Jason Maran and the bandwagon | 02.04.2005

Donaukurier | Reinhard Köchl
 

Die erste Band, die nur sitzt. Doch gemach: Dort auf der Bühne des Neuburger „Birdland“-Jazzclubs verrichtet keine vergreiste Kaffeehaus-Combo ihr laues Nachtwerk. Vier coole Jungs fläzen sich vielmehr deshalb in den Stühlen, weil ihre Musik schlicht Konzentration erfordert.

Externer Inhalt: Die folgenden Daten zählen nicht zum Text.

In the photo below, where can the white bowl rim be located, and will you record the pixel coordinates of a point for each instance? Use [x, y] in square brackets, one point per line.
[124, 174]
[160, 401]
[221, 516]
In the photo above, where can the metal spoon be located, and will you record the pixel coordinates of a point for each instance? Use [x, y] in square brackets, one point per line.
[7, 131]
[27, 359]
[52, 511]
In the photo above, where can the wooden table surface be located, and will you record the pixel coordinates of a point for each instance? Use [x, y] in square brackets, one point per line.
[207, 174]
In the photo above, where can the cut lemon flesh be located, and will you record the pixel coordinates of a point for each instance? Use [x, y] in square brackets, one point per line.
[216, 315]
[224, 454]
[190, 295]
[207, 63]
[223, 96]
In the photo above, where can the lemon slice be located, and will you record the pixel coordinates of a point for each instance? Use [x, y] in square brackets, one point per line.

Herumkaspern würde wohl dem eigenen Anspruch von Jason Moran und seinem „Bandwagon“ kaum gerecht werden.

Denn es geht um nicht mehr und nicht weniger als die Aufladung alter Dinge mit neuen Ideen. Um eine Frischzellenkur, die alle Spinnweben aus dem modrigen Haus des Jazz fortbläst, ohne dabei dessen Ecken zu zerstören. Schon vor fast genau zwei Jahren verblüffte der 30-jährige amerikanische Wunderpianist an gleicher Stelle („Neuburg war eine unserer ersten Auftrittsmöglichkeiten in Europa“) mit der Schlüssigkeit seines wagemutigen Konzeptes, das sämtliche Spieltechniken vom Stride bis zum Freejazz assimiliert. Damit sich die Originalität dieser Idee jedoch nicht zu schnell erschöpft, hat sich Moran nun einen Hut auf- und den Gitarristen Marvin Sewell neben seine Sandkastenfreunde Tarus Mateen (Bass) und Nasheet Waits (Drums) gesetzt. Mehr als nur ein Farbtupfer. Mit Sewell kommt der Blues. Und mit ihm verabschiedet sich der letzte Rest von Zweifel am Genius des Leaders.

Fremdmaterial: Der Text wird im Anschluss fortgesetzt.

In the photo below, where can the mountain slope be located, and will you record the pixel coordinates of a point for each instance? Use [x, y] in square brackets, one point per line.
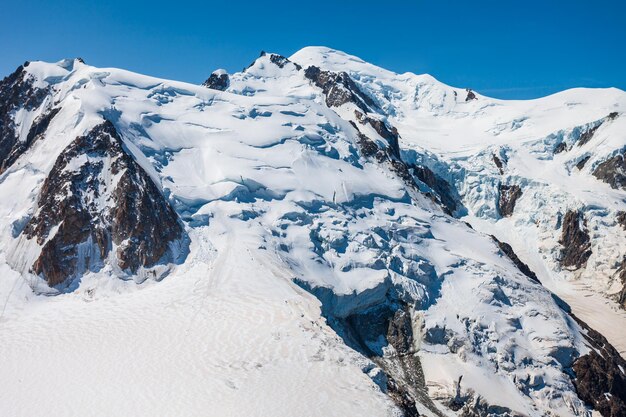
[308, 236]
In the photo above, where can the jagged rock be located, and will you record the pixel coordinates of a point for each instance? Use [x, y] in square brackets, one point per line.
[18, 91]
[561, 147]
[218, 80]
[477, 407]
[575, 240]
[621, 273]
[498, 163]
[581, 164]
[600, 377]
[621, 218]
[509, 194]
[588, 134]
[613, 171]
[508, 251]
[390, 134]
[97, 196]
[339, 89]
[444, 191]
[281, 61]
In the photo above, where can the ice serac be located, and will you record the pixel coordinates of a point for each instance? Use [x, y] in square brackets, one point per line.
[98, 205]
[386, 246]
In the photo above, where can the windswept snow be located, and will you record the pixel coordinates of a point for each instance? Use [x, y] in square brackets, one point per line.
[276, 197]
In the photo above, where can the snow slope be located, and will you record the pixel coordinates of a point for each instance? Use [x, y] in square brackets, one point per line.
[458, 139]
[297, 238]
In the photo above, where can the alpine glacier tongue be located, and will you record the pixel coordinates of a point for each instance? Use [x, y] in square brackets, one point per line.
[313, 235]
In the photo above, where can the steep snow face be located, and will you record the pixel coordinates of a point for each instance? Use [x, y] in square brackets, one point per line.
[559, 154]
[291, 180]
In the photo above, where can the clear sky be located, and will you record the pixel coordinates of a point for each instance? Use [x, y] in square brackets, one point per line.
[505, 48]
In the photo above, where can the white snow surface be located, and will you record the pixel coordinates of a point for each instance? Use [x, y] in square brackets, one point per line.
[271, 188]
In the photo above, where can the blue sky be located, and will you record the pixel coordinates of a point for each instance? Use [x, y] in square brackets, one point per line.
[506, 48]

Sewell sägt, wie er es schon bei Cassandra Wilsons erfolgreicher Verbindung zwischen Jazz und Südstaatenblues getan hat: herrlich scharf, überdreht, fast punkig. Daneben zerlegt Moran mit seiner verblüffenden Stilistik konsequent alle Strukturen. Er schiebt, drückt, presst, quetscht Viertelnoten in die Pausenlöcher, zermalmt alles Beliebige zwischen seinen zehn Fingern. Abraummaterial der Musikgeschichte. Ballast, den endlich einer abwirft und sich damit doch nicht den Rückzug verbaut. Den spirituellen Weg zu den großen Alten, zu Fats Waller, Art Tatum und Monk, aber auch zu den stillen Helden der Avantgarde wie Andrew Hill, Mal Waldron („Fire Waltz“) oder Jackie Byard, Morans Klavierlehrer.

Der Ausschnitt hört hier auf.